‘A grotesque mockery’: Nick Cave slams attempt by AI to emulate his songs
By Lianne Kolirin, CNN
Nick Cave has reacted furiously to an attempt to emulate his songs with AI, labeling it a “grotesque mockery of what it is to be human.”
The Australian musician and songwriter was responding at length to the unnamed song, which was created by ChatGPT and posted online by a fan.
Cave has been using his website, The Red Hand Files, to respond directly to letters from fans since launching it in 2018. Issue 218 is in response to the correspondence from a man named only as Mark from Christchurch, New Zealand.
Underneath the AI creation posted to his website, Cave, 65, said that he had been sent “dozens” of songs “in the style of Nick Cave” created by ChatGPT since the launch of the technology last year.
Decidedly unimpressed, he wrote: “Judging by this song ‘in the style of Nick Cave’ though, it doesn’t look good, Mark.
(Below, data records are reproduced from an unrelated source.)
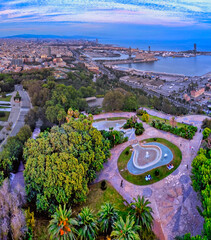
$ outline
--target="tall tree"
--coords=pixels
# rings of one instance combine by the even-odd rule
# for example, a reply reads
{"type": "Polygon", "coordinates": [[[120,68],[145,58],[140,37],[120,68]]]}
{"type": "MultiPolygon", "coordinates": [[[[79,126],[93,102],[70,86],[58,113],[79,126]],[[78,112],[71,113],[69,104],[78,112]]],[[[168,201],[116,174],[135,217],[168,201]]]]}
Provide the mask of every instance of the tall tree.
{"type": "Polygon", "coordinates": [[[29,139],[24,148],[28,201],[51,214],[59,204],[85,201],[88,183],[109,156],[108,140],[85,116],[29,139]]]}
{"type": "Polygon", "coordinates": [[[138,240],[140,239],[138,230],[140,226],[136,224],[135,219],[130,215],[126,221],[122,217],[114,224],[114,230],[111,236],[118,240],[138,240]]]}
{"type": "Polygon", "coordinates": [[[114,223],[119,218],[118,211],[114,208],[113,204],[105,203],[101,206],[99,212],[100,229],[105,235],[111,234],[114,223]]]}
{"type": "Polygon", "coordinates": [[[66,209],[66,205],[56,209],[54,215],[52,215],[52,220],[49,224],[49,234],[51,239],[60,240],[75,240],[78,234],[76,226],[78,222],[75,218],[72,218],[71,208],[66,209]]]}
{"type": "Polygon", "coordinates": [[[135,217],[136,224],[140,225],[142,229],[146,228],[148,231],[151,230],[153,223],[153,211],[149,204],[150,201],[145,200],[144,196],[134,198],[134,202],[130,204],[130,212],[135,217]]]}
{"type": "Polygon", "coordinates": [[[85,207],[78,214],[78,236],[81,240],[94,240],[96,239],[98,227],[97,219],[91,209],[85,207]]]}

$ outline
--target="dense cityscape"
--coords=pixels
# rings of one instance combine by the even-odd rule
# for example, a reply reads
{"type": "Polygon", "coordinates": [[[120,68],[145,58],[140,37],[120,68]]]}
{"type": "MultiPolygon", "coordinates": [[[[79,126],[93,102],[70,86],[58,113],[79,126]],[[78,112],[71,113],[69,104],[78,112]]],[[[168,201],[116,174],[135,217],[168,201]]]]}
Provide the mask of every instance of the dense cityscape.
{"type": "Polygon", "coordinates": [[[0,3],[0,240],[211,240],[210,7],[0,3]]]}

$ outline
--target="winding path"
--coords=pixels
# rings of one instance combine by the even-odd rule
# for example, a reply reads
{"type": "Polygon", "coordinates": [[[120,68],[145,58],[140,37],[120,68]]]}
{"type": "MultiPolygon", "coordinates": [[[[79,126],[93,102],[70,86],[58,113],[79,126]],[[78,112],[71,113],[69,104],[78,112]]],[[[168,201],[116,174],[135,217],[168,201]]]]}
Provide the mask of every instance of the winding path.
{"type": "MultiPolygon", "coordinates": [[[[160,112],[146,109],[151,115],[169,119],[171,116],[160,112]]],[[[134,113],[105,113],[94,116],[94,120],[109,117],[131,117],[134,113]]],[[[178,122],[193,123],[200,129],[202,121],[206,116],[190,115],[177,117],[178,122]]],[[[202,134],[196,133],[192,140],[186,140],[166,133],[144,124],[145,132],[137,137],[137,140],[146,138],[165,138],[177,145],[182,152],[182,162],[177,170],[165,179],[148,185],[137,186],[124,180],[118,170],[117,160],[121,152],[132,141],[116,146],[111,150],[111,158],[98,174],[97,182],[103,179],[109,181],[112,186],[123,196],[127,202],[131,202],[138,195],[149,198],[154,211],[155,225],[161,226],[164,237],[160,239],[173,240],[175,236],[191,232],[192,235],[201,234],[203,218],[199,215],[196,206],[201,206],[196,192],[191,186],[190,171],[193,158],[196,156],[202,140],[202,134]],[[193,147],[193,148],[192,148],[193,147]],[[188,166],[188,167],[187,167],[188,166]],[[120,187],[123,180],[123,187],[120,187]]],[[[157,228],[157,227],[156,227],[157,228]]],[[[150,240],[150,239],[149,239],[150,240]]]]}

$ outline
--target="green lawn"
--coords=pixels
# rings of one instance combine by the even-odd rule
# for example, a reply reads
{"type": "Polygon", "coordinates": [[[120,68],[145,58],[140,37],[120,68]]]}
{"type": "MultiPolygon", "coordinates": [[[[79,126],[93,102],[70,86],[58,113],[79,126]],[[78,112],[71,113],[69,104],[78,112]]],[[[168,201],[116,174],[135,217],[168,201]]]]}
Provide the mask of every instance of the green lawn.
{"type": "MultiPolygon", "coordinates": [[[[145,139],[143,140],[145,142],[154,142],[155,140],[153,138],[145,139]]],[[[118,169],[121,174],[121,176],[127,180],[128,182],[131,182],[136,185],[149,185],[155,182],[158,182],[162,180],[163,178],[167,177],[169,174],[174,172],[180,165],[182,161],[182,153],[180,149],[175,146],[173,143],[167,141],[163,138],[157,138],[157,142],[162,143],[163,145],[167,146],[173,153],[173,160],[171,163],[174,165],[174,168],[171,170],[168,170],[166,165],[152,169],[148,172],[145,172],[140,175],[133,175],[128,170],[121,171],[122,169],[125,169],[127,167],[127,163],[130,160],[131,157],[131,151],[129,151],[129,154],[127,154],[128,150],[130,150],[131,147],[127,147],[120,155],[118,159],[118,169]],[[155,176],[155,170],[159,170],[160,174],[159,176],[155,176]],[[152,180],[146,181],[145,176],[150,174],[152,176],[152,180]]]]}
{"type": "MultiPolygon", "coordinates": [[[[121,212],[122,215],[127,214],[127,207],[124,205],[124,199],[122,196],[107,182],[107,189],[102,191],[100,188],[101,183],[96,183],[90,186],[90,192],[87,196],[86,203],[74,207],[73,212],[76,216],[83,207],[90,207],[93,209],[94,213],[97,213],[100,210],[100,207],[105,202],[111,202],[115,204],[116,208],[121,212]]],[[[34,232],[34,240],[47,240],[48,236],[48,224],[49,220],[47,219],[36,219],[36,227],[34,232]]]]}
{"type": "MultiPolygon", "coordinates": [[[[142,119],[141,119],[141,116],[139,116],[139,119],[142,120],[142,119]]],[[[164,122],[164,123],[170,125],[170,122],[169,122],[168,119],[159,118],[159,117],[156,117],[156,116],[153,116],[153,115],[149,115],[149,122],[148,122],[148,124],[150,125],[153,120],[155,120],[155,121],[156,121],[156,120],[159,120],[160,122],[164,122]]],[[[184,124],[184,123],[179,123],[179,122],[177,122],[177,127],[185,127],[185,126],[188,126],[188,125],[187,125],[187,124],[184,124]]]]}
{"type": "Polygon", "coordinates": [[[8,106],[5,106],[5,107],[0,106],[0,109],[2,109],[2,108],[10,108],[10,107],[8,107],[8,106]]]}
{"type": "Polygon", "coordinates": [[[110,202],[116,206],[121,214],[125,215],[127,207],[123,203],[124,199],[122,196],[111,186],[109,182],[107,182],[107,188],[104,191],[100,188],[100,184],[101,182],[90,186],[90,192],[86,203],[74,208],[75,213],[79,213],[82,207],[90,207],[93,209],[94,213],[97,213],[103,203],[110,202]]]}
{"type": "Polygon", "coordinates": [[[94,122],[100,122],[100,121],[104,121],[104,120],[115,121],[115,120],[122,120],[122,119],[127,120],[128,118],[126,118],[126,117],[100,118],[100,119],[94,120],[94,122]]]}
{"type": "Polygon", "coordinates": [[[6,96],[5,98],[3,97],[0,97],[0,101],[5,101],[5,102],[10,102],[10,99],[11,99],[12,96],[6,96]]]}
{"type": "Polygon", "coordinates": [[[4,117],[0,117],[0,121],[4,121],[6,122],[9,118],[10,112],[5,112],[5,116],[4,117]]]}

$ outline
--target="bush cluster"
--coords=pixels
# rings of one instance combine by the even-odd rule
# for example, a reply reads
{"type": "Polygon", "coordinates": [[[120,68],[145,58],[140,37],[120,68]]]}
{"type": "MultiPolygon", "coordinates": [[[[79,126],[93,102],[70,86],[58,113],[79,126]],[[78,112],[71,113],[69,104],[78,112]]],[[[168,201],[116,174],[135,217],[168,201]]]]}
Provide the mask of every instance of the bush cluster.
{"type": "Polygon", "coordinates": [[[151,123],[151,126],[156,129],[163,130],[165,132],[173,133],[185,139],[193,139],[195,133],[197,132],[197,127],[195,126],[190,125],[186,127],[177,128],[177,127],[172,127],[168,124],[162,123],[159,120],[156,120],[156,121],[153,120],[151,123]]]}
{"type": "MultiPolygon", "coordinates": [[[[24,143],[31,137],[28,125],[23,126],[15,137],[9,137],[0,152],[0,179],[9,177],[11,172],[17,171],[23,153],[24,143]]],[[[0,180],[0,185],[1,181],[0,180]]]]}
{"type": "Polygon", "coordinates": [[[101,131],[103,137],[110,142],[110,148],[113,148],[115,145],[127,142],[128,137],[124,137],[124,133],[120,131],[101,131]]]}

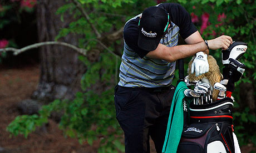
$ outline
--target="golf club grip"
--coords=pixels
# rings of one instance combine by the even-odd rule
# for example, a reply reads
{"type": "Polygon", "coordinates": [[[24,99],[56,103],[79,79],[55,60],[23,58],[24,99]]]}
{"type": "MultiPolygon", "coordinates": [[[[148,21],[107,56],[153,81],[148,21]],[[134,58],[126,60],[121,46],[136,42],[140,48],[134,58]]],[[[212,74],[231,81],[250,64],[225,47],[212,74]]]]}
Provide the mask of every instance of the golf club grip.
{"type": "Polygon", "coordinates": [[[179,82],[184,81],[184,63],[183,59],[178,60],[178,66],[179,69],[179,82]]]}

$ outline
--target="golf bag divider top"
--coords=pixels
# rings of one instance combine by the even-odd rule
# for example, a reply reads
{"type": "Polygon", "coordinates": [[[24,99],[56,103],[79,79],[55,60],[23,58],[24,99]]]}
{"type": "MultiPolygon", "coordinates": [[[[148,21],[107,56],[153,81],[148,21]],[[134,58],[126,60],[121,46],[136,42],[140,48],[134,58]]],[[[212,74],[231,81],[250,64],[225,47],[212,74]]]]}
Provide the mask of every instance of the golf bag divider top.
{"type": "Polygon", "coordinates": [[[233,100],[225,98],[189,108],[189,124],[183,129],[177,153],[234,153],[233,100]]]}

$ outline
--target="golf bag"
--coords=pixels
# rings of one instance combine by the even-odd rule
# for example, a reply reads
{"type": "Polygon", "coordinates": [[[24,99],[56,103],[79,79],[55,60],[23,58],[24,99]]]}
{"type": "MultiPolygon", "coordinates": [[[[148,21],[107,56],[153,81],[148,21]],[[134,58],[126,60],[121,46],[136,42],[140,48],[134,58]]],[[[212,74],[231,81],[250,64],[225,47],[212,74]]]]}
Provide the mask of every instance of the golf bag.
{"type": "Polygon", "coordinates": [[[233,100],[190,104],[189,124],[183,129],[177,153],[234,153],[233,100]]]}

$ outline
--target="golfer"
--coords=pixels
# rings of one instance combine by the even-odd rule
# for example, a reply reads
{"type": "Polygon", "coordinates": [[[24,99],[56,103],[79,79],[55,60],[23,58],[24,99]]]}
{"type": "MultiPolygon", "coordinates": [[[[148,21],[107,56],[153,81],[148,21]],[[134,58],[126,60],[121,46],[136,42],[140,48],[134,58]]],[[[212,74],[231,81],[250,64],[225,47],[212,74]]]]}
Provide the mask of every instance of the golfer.
{"type": "Polygon", "coordinates": [[[195,55],[191,69],[198,76],[209,70],[208,49],[226,49],[232,39],[222,35],[204,40],[189,13],[177,3],[150,7],[128,21],[124,39],[115,103],[125,152],[150,152],[151,136],[160,153],[175,90],[176,61],[195,55]],[[179,35],[187,44],[177,45],[179,35]]]}

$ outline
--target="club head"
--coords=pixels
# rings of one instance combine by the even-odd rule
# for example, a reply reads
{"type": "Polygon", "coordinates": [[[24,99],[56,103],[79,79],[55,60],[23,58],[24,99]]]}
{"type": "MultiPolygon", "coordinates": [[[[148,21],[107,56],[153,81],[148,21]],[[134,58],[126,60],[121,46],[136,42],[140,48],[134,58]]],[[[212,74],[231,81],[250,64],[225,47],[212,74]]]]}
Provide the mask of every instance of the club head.
{"type": "Polygon", "coordinates": [[[210,85],[208,84],[208,83],[203,83],[203,82],[201,82],[201,81],[199,81],[196,83],[196,85],[201,85],[201,86],[204,86],[207,88],[210,88],[210,85]]]}
{"type": "Polygon", "coordinates": [[[200,97],[200,94],[194,90],[190,90],[189,94],[193,97],[198,98],[200,97]]]}
{"type": "Polygon", "coordinates": [[[201,88],[201,89],[204,89],[206,92],[208,91],[209,89],[210,88],[210,86],[209,86],[209,88],[207,88],[206,86],[203,86],[203,85],[196,85],[196,86],[198,86],[198,88],[201,88]]]}
{"type": "Polygon", "coordinates": [[[204,89],[199,87],[198,85],[195,87],[194,90],[199,94],[205,94],[206,93],[204,89]]]}
{"type": "Polygon", "coordinates": [[[189,91],[190,90],[192,90],[191,89],[186,89],[184,90],[184,94],[186,96],[188,96],[188,97],[192,97],[192,95],[190,95],[190,94],[189,93],[189,91]]]}
{"type": "Polygon", "coordinates": [[[225,92],[227,91],[227,88],[220,83],[215,83],[213,86],[213,88],[223,92],[225,92]]]}

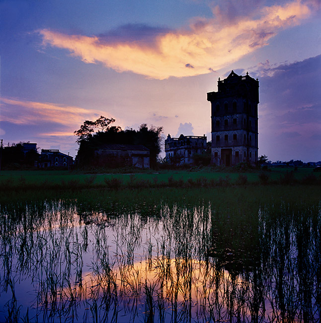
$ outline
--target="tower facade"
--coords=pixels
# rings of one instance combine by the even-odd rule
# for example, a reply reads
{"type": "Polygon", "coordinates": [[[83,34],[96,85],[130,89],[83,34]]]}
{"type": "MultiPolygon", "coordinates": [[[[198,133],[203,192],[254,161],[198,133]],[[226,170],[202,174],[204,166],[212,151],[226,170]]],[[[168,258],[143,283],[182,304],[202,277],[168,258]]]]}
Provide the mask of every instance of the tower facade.
{"type": "Polygon", "coordinates": [[[258,81],[233,71],[217,92],[209,92],[212,121],[212,162],[231,166],[255,163],[258,152],[258,81]]]}

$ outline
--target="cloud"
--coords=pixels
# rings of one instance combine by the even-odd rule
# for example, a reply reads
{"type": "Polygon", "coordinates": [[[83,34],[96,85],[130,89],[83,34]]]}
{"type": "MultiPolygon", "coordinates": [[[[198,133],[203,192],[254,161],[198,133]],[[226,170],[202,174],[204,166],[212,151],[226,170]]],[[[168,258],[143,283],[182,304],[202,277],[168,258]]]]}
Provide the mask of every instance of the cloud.
{"type": "MultiPolygon", "coordinates": [[[[1,97],[0,101],[2,106],[0,120],[17,125],[55,123],[65,126],[68,129],[75,129],[85,120],[94,120],[97,115],[103,113],[77,106],[23,101],[12,98],[1,97]]],[[[72,135],[73,132],[66,132],[65,135],[72,135]]]]}
{"type": "Polygon", "coordinates": [[[168,117],[166,117],[165,116],[160,115],[158,113],[156,113],[155,112],[152,114],[151,119],[154,121],[157,121],[157,122],[161,121],[161,120],[163,120],[164,119],[167,119],[167,118],[168,117]]]}
{"type": "Polygon", "coordinates": [[[184,136],[193,136],[193,130],[194,127],[190,122],[185,122],[184,124],[181,123],[179,124],[179,127],[178,127],[176,137],[179,137],[182,134],[184,136]]]}
{"type": "MultiPolygon", "coordinates": [[[[245,2],[249,8],[252,1],[245,2]]],[[[188,28],[176,31],[127,25],[97,36],[47,29],[38,32],[44,45],[66,49],[85,63],[100,63],[119,72],[162,80],[207,74],[227,66],[266,46],[280,29],[299,24],[311,12],[307,4],[295,1],[257,8],[236,18],[234,2],[229,1],[227,13],[215,7],[212,18],[195,18],[188,28]]]]}
{"type": "Polygon", "coordinates": [[[156,37],[171,31],[168,28],[152,27],[142,23],[129,23],[98,35],[101,44],[122,42],[153,42],[156,37]]]}
{"type": "Polygon", "coordinates": [[[320,160],[321,55],[264,66],[271,73],[260,79],[260,154],[271,160],[320,160]]]}

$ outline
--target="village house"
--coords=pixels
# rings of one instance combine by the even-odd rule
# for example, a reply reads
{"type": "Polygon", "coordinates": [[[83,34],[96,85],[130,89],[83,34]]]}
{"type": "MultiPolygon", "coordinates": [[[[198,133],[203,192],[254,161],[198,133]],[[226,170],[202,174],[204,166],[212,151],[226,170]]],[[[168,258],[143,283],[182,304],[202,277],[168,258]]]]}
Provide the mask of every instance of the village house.
{"type": "Polygon", "coordinates": [[[59,149],[42,149],[39,163],[41,168],[68,167],[73,163],[73,159],[59,149]]]}
{"type": "Polygon", "coordinates": [[[142,145],[106,144],[94,152],[95,163],[109,167],[150,167],[150,151],[142,145]]]}
{"type": "Polygon", "coordinates": [[[207,93],[212,110],[212,162],[254,164],[258,158],[258,81],[233,71],[217,92],[207,93]]]}
{"type": "Polygon", "coordinates": [[[168,134],[165,140],[166,159],[178,165],[193,163],[193,156],[201,154],[206,150],[207,138],[204,135],[199,136],[184,136],[178,138],[172,138],[168,134]]]}

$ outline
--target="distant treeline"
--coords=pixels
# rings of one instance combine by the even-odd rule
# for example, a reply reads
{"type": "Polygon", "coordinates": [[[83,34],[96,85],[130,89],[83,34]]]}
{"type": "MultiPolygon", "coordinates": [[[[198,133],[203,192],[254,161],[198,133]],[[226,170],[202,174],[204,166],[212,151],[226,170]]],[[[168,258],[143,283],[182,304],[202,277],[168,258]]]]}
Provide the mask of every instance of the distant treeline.
{"type": "Polygon", "coordinates": [[[107,126],[103,131],[98,131],[93,134],[89,132],[85,135],[83,135],[83,132],[80,132],[81,130],[80,128],[75,132],[80,136],[78,140],[80,147],[76,161],[80,167],[94,164],[95,151],[105,144],[143,145],[150,151],[151,167],[155,168],[157,166],[157,158],[161,151],[162,127],[151,126],[149,129],[144,123],[138,130],[132,129],[123,130],[119,126],[107,126]]]}

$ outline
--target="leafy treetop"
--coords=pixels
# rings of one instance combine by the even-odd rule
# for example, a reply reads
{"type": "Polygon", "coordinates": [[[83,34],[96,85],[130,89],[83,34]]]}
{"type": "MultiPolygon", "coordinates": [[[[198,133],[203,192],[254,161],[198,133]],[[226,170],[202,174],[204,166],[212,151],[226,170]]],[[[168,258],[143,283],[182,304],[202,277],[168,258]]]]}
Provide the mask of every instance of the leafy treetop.
{"type": "Polygon", "coordinates": [[[80,129],[74,132],[76,136],[78,136],[76,142],[79,144],[82,140],[87,140],[92,137],[92,133],[94,132],[95,128],[100,131],[106,131],[109,128],[109,125],[112,122],[115,122],[113,118],[110,119],[100,116],[95,121],[85,120],[80,126],[80,129]]]}

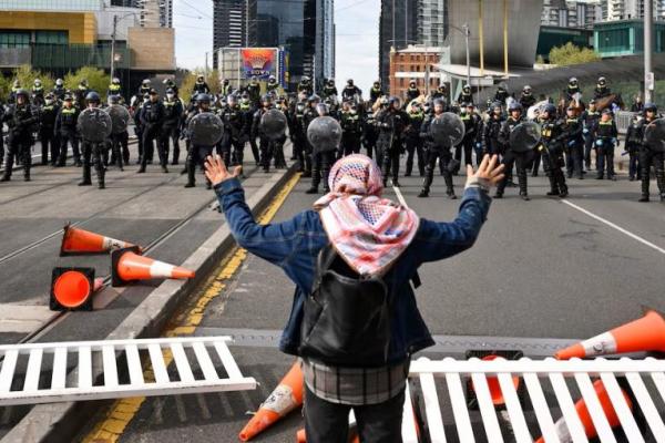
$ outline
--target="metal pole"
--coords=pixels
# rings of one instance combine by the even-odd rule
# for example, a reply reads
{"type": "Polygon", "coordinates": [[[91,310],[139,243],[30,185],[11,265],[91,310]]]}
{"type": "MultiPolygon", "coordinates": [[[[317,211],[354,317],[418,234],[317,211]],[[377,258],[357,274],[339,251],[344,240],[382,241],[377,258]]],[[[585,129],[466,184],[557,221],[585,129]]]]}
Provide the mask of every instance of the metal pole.
{"type": "Polygon", "coordinates": [[[653,101],[654,74],[654,4],[653,0],[644,0],[644,103],[653,101]]]}
{"type": "Polygon", "coordinates": [[[478,38],[480,39],[480,76],[484,75],[484,43],[482,40],[482,0],[478,0],[478,38]]]}
{"type": "Polygon", "coordinates": [[[503,69],[508,78],[508,0],[503,0],[503,69]]]}
{"type": "Polygon", "coordinates": [[[464,30],[464,38],[467,41],[467,84],[471,85],[471,56],[469,53],[469,37],[471,35],[471,30],[469,29],[469,23],[464,23],[462,25],[464,30]]]}
{"type": "Polygon", "coordinates": [[[117,29],[117,16],[113,16],[113,33],[111,34],[111,80],[115,75],[115,32],[117,29]]]}

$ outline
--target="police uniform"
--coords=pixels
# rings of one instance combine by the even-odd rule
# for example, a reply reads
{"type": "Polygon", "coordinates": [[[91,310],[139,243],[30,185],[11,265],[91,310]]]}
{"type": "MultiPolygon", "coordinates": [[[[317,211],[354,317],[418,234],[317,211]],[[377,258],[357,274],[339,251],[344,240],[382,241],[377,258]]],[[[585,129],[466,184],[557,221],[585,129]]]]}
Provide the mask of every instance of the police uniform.
{"type": "Polygon", "coordinates": [[[73,104],[70,107],[63,105],[58,112],[55,117],[55,134],[59,138],[58,147],[60,150],[58,166],[64,166],[65,164],[68,143],[72,146],[74,164],[76,166],[83,165],[81,163],[81,152],[79,151],[78,121],[79,110],[73,104]]]}
{"type": "Polygon", "coordinates": [[[30,182],[30,167],[32,166],[32,125],[38,122],[38,116],[32,111],[28,93],[17,91],[17,95],[23,95],[23,103],[9,106],[2,121],[9,126],[7,158],[4,161],[4,175],[1,182],[9,182],[13,169],[14,157],[20,157],[23,164],[23,179],[30,182]]]}
{"type": "MultiPolygon", "coordinates": [[[[140,174],[145,172],[147,162],[153,156],[153,142],[158,142],[160,140],[160,132],[164,122],[164,104],[160,100],[154,102],[149,100],[142,106],[140,120],[143,126],[143,157],[141,158],[141,167],[139,168],[140,174]]],[[[164,152],[164,148],[160,145],[160,143],[157,143],[157,155],[160,156],[160,165],[162,166],[162,171],[167,173],[167,153],[164,152]]]]}
{"type": "Polygon", "coordinates": [[[173,99],[165,99],[164,102],[164,122],[160,132],[160,145],[162,152],[168,161],[168,143],[173,143],[172,165],[180,162],[180,130],[183,123],[184,106],[183,102],[174,95],[173,99]]]}

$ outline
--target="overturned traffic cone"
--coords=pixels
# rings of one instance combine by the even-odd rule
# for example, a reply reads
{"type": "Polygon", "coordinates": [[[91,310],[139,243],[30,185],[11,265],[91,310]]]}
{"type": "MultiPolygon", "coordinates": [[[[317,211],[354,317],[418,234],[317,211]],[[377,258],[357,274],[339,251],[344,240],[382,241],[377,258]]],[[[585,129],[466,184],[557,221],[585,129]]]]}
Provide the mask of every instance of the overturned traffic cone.
{"type": "Polygon", "coordinates": [[[93,268],[53,268],[49,308],[52,311],[91,311],[92,295],[104,286],[93,268]]]}
{"type": "Polygon", "coordinates": [[[71,225],[64,227],[62,244],[60,245],[60,257],[84,254],[105,254],[114,249],[132,247],[131,243],[105,237],[85,229],[74,228],[71,225]]]}
{"type": "Polygon", "coordinates": [[[624,352],[665,352],[665,319],[648,310],[643,318],[620,326],[610,332],[573,344],[554,354],[559,360],[573,357],[605,356],[624,352]]]}
{"type": "Polygon", "coordinates": [[[111,253],[111,277],[113,287],[126,286],[130,281],[153,278],[187,279],[194,271],[157,261],[140,255],[141,248],[132,246],[111,253]]]}
{"type": "MultiPolygon", "coordinates": [[[[603,408],[603,413],[607,419],[610,427],[618,426],[621,422],[618,420],[618,416],[616,415],[614,405],[610,400],[610,394],[607,394],[607,391],[605,390],[605,385],[601,380],[596,380],[593,383],[593,388],[595,389],[596,395],[598,396],[601,408],[603,408]]],[[[628,409],[632,411],[633,402],[631,401],[631,398],[628,396],[625,390],[622,390],[622,393],[624,395],[626,404],[628,405],[628,409]]],[[[589,408],[586,408],[586,402],[584,401],[584,399],[581,399],[577,401],[577,403],[575,403],[575,411],[577,412],[577,416],[582,422],[582,426],[584,426],[584,434],[589,439],[597,436],[598,432],[596,431],[595,425],[593,424],[593,420],[591,419],[591,414],[589,413],[589,408]]],[[[565,420],[563,418],[559,419],[554,427],[556,429],[556,435],[559,436],[559,440],[561,442],[567,443],[573,441],[571,433],[565,424],[565,420]]],[[[541,436],[536,441],[536,443],[545,443],[545,440],[541,436]]]]}
{"type": "Polygon", "coordinates": [[[294,409],[301,406],[304,384],[300,363],[296,362],[241,431],[238,435],[241,441],[247,442],[254,439],[294,409]]]}

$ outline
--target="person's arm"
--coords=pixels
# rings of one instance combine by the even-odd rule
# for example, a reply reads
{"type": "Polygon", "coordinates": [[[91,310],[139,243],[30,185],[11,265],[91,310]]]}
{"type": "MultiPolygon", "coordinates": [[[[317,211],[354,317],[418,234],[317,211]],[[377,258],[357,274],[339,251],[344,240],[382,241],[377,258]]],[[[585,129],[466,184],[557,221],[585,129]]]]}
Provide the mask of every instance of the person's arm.
{"type": "Polygon", "coordinates": [[[226,223],[237,244],[249,253],[279,266],[293,251],[301,217],[279,224],[258,225],[245,203],[237,178],[241,169],[229,173],[219,156],[208,157],[206,176],[213,183],[226,223]]]}
{"type": "Polygon", "coordinates": [[[487,220],[491,198],[489,189],[503,179],[503,165],[497,166],[498,157],[485,155],[473,172],[467,167],[467,188],[460,212],[451,223],[420,220],[416,241],[418,262],[436,261],[469,249],[475,243],[480,228],[487,220]]]}

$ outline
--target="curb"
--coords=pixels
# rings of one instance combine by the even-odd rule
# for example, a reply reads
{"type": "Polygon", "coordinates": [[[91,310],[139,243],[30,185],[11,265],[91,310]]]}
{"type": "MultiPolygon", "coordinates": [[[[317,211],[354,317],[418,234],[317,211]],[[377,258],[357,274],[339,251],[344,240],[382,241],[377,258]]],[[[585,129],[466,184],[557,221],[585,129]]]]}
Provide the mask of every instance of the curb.
{"type": "MultiPolygon", "coordinates": [[[[257,216],[273,199],[276,189],[295,174],[296,165],[275,174],[247,199],[252,213],[257,216]]],[[[191,280],[165,280],[156,287],[105,340],[137,339],[155,337],[164,329],[177,307],[191,295],[225,254],[235,240],[231,229],[222,225],[181,266],[194,269],[196,277],[191,280]]],[[[119,360],[119,362],[122,362],[119,360]]],[[[101,377],[101,361],[93,362],[93,380],[101,377]]],[[[76,377],[75,371],[68,379],[76,377]]],[[[1,443],[63,442],[74,441],[88,421],[109,401],[64,402],[37,404],[11,429],[1,443]]]]}

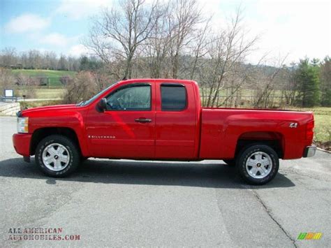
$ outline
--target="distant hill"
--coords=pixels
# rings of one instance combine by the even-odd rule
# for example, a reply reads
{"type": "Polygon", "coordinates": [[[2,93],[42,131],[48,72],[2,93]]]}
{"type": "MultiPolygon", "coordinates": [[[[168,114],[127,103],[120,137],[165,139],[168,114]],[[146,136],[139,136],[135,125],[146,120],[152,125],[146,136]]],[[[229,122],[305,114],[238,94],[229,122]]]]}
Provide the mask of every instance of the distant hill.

The apocalypse is well on its way. This song sucks.”
ChatGPT is able to provide lengthy, thoughtful and thorough responses to questions and prompts, ranging from factual inquiries like “Who was the president of the United States in 1955” to more open-ended questions such as “What’s the meaning of life?”
Mark’s offering was of several verses, with the chorus: “I am the sinner, I am the saint. I am the darkness, I am the light. I am the hunter, I am the prey. I am the devil, I am the savior.”
Cave, best known for his haunting ballads about life, love, betrayal and death, said such attempts at replication are a “travesty.”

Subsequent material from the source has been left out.